I’m a pretty reclusive guy. Quiet. Now, ask my good friends or co-workers if I’m quiet and they’ll laugh. I reach my comfort zone with people and they can’t shut me up. But when it comes to reaching out to people, meeting people, I’m very reserved, maybe even shy. But things are changing.
My wife & I have been living in our neighborhood a good 3 years now, and I am just starting to get to know my neighbors. I’m talking about people who live right next door & across the street, people I see practically every day. It finally started bothering me that I didn’t know these people. And I blame my son for that.
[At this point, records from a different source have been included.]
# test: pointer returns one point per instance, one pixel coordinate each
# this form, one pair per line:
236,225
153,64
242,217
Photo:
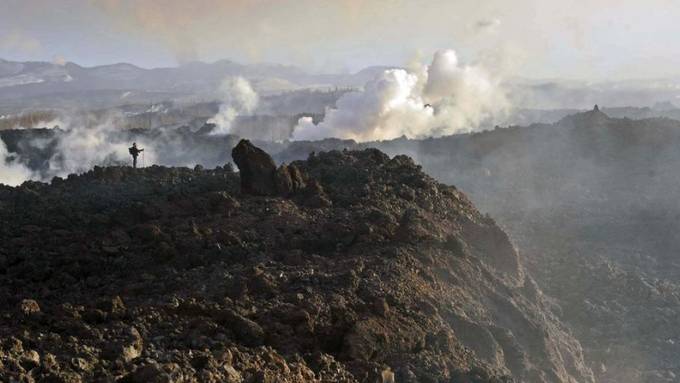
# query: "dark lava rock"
256,167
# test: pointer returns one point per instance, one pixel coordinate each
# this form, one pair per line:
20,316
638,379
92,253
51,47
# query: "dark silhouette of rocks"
257,169
369,271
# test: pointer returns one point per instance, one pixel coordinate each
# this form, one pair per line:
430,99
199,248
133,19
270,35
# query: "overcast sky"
594,39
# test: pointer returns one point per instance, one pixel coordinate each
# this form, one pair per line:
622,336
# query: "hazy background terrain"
497,98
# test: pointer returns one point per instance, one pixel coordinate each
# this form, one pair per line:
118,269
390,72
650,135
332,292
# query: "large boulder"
258,170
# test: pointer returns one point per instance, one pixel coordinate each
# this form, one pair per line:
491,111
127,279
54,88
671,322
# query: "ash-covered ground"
348,266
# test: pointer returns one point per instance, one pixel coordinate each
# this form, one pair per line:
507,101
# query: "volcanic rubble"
345,267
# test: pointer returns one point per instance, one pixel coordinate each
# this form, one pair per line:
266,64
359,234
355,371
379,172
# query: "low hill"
349,266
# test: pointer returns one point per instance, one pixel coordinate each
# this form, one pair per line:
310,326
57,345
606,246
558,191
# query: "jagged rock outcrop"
258,170
259,175
372,272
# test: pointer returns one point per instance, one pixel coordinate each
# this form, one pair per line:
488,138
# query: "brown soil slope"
349,266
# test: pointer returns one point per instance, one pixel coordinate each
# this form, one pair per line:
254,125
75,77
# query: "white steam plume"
89,141
12,172
427,101
238,98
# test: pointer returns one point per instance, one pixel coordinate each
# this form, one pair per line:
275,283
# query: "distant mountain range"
25,85
44,84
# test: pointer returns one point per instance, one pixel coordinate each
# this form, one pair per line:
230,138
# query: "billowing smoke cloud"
90,141
442,98
238,98
12,172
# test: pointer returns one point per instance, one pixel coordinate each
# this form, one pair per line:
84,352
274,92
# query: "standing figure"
134,151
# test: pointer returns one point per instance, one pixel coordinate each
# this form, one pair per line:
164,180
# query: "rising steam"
12,172
238,98
427,101
90,141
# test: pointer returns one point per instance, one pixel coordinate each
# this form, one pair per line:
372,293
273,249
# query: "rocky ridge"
349,266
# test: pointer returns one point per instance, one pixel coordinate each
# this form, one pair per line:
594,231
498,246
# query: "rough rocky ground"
345,267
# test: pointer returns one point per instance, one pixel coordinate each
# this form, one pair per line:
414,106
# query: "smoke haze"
238,98
428,101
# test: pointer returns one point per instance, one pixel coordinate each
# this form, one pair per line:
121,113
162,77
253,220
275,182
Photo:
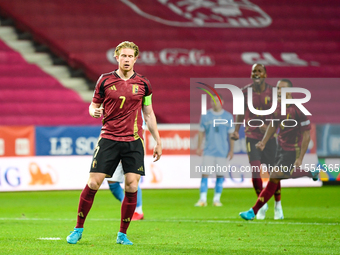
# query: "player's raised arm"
235,135
304,147
271,129
95,110
151,123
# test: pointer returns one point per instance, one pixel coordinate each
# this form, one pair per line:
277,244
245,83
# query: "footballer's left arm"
151,123
304,147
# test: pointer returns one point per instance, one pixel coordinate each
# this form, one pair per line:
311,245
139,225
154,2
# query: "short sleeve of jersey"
202,127
304,121
99,92
231,120
148,88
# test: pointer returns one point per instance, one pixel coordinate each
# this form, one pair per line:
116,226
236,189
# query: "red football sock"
128,208
298,173
265,195
277,194
85,204
256,176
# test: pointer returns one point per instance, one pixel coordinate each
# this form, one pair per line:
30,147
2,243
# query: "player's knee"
131,186
93,184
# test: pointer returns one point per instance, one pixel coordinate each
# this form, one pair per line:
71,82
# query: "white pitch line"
281,222
49,238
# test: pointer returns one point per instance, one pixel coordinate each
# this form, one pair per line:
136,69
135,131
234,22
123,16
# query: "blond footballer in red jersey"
120,96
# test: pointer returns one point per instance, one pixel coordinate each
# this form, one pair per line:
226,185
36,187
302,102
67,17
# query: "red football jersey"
122,103
290,138
261,101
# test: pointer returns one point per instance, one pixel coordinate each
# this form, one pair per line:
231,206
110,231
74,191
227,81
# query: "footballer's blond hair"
127,45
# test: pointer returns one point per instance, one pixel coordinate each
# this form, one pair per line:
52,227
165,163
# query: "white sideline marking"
49,238
281,222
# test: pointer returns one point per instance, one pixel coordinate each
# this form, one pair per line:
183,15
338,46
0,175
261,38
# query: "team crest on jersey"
267,99
135,89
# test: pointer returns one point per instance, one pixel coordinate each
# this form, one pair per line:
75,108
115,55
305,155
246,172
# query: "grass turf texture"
172,224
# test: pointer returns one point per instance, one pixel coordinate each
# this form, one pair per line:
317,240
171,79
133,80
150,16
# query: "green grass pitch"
172,224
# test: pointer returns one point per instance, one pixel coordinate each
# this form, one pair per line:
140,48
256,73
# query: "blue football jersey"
216,138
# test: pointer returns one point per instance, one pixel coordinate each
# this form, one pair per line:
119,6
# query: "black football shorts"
108,153
267,156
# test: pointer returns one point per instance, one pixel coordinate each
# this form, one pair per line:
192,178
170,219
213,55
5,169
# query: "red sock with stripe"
265,195
128,208
256,176
85,204
277,194
298,173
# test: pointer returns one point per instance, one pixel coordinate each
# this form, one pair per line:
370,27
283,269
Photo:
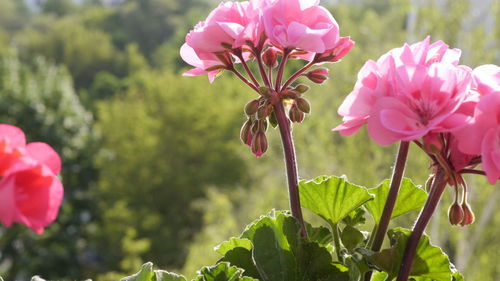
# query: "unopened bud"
295,114
264,111
265,91
318,75
270,57
251,107
302,88
303,105
289,94
259,144
455,214
433,143
246,133
468,215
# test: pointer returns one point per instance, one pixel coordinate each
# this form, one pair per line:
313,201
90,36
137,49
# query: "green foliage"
332,198
430,262
222,272
148,274
410,198
133,194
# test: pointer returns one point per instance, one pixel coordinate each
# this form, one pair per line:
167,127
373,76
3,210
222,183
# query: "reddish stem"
291,164
297,74
281,70
437,189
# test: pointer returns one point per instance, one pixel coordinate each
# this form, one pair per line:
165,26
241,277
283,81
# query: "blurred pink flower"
486,79
300,24
404,83
482,136
204,63
30,192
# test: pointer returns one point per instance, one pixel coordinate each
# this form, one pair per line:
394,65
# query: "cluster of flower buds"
253,132
236,33
420,93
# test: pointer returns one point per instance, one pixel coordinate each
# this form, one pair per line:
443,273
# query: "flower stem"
297,74
437,189
291,164
263,74
242,78
397,176
336,241
281,70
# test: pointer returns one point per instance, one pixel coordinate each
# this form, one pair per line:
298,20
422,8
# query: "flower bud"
303,105
455,214
432,143
318,75
265,91
259,144
295,114
246,133
251,107
302,88
289,94
272,120
264,111
270,57
468,215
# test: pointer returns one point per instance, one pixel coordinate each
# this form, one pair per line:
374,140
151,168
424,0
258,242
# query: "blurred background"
153,166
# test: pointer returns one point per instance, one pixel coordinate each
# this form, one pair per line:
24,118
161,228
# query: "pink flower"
343,46
482,136
391,86
231,24
486,79
300,24
30,192
204,63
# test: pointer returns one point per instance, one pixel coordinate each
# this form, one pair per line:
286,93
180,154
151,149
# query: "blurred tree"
58,7
41,100
163,143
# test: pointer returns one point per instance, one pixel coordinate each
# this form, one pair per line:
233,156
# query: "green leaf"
430,261
232,243
281,255
147,274
355,217
162,275
332,198
410,198
379,276
322,235
222,272
238,252
351,237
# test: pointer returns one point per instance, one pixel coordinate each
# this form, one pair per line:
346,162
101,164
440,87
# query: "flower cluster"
420,93
30,192
262,31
I’ve found that parenthood opens doors for relationships with others. I’ve been thinking about this a lot lately, and found a recent blog post by Steve McCoy that references the same sorta thing. His son is joining little league, and Steve sees and opportunity to connect with others in his community.
…And he threw a baseball at his son’s face…but really, he’s a nice guy, that Steve. I digress.
Being a father has made me realize it’s important that I knew the children who live in my neighborhood; I realize it’s important that my neighbors know my son, so we can watch out for each others’ families. Being a father has made it possible for me to bust thru those barriers I’ve set up for myself, to quit assuming I have nothing in common with the other parents on my block, to leave my safety zone and reach out in friendship to my neighbors. And you know what I’ve found? These are nice people, and I am forming friendships with a couple of the fathers despite the fact that they like sports and I don’t, and despite the fact that they know about cars and I don’t. What I’ve found is that we are husbands and fathers, and that is enough to begin connecting with one another.
The other night I sat outside with my neighbor across the street, talking until midnight about music, parenthood, and whole lot about faith, and I realized that God makes these connections for us. He places us in our communities so that we can share our lives & experiences, our burdens & hardships, and most importantly, so that we can share our lives in Christ. Because of our conversation, my neighbor is interested in visiting my church, so I gave him a recorded sermon last night. He was excited about that – said he’s got a business trip this week and he’ll need something to help pass the travel time. I’m looking forward to his return so that we can discuss the sermon.